We ran the pump until the pool was nearly full. Along with Zodiacs and moonsuits, wading pools are among my favorite tools. We were lucky here, because the waste looked really bad. Sometimes you get stuff that's clear as water, and it's hard to convince people that it's really just as dangerous. After the pool, we also filled a couple of 55-gallon drums - these we'd chain to the doors of the New Jersey Statehouse in a couple of days-!-and then we were all done with the pump. I went over to the Omni and picked up the phone. Every large corporation has its own telephone maze, its juicy numbers and dead ends, its nickel-plated bitch queens and sugary do-gooders.

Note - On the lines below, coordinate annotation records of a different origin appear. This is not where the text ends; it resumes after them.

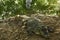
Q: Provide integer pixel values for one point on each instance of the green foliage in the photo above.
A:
(14, 7)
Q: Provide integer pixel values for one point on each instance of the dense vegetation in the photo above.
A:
(15, 7)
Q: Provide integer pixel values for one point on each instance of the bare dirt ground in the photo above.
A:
(12, 30)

I'd already navigated this particular maze from Boston on my WATS line. So I dialed a particular extension three or four times, until I got the receptionist I wanted, and she punched me through to the plant manager.

 

“Yes?” he said, kind of groggy. I checked the Omni's clock. It was only 8:30.

 

“Yes, this is Sangamon Taylor from GEE International. How are you today?”

 

“What do you want?”

 

“I'm fine, thanks. Uh, we've discovered a big pipe sticking out into the ocean that's putting very large amounts of hazardous wastes right into the water. In fact, of the six pollutants that EPA has licensed you to discharge into the water at this point, you're exceeding the legal limit on all six. And since they're very dangerous substances, what you're doing is illegally endangering the health and welfare of everyone who lives in this region, which is a lot of people. So, uh, we're shutting the diffuser off now, and I'd recommend that you stop putting wastes into it, for obvious reasons. If you'd like to get in touch with us, we're down at Blue Kills Beach. Would you like to take down our phone number here?”

 

“Listen, buddy, if you think that's just some little old pipe, you're wrong.”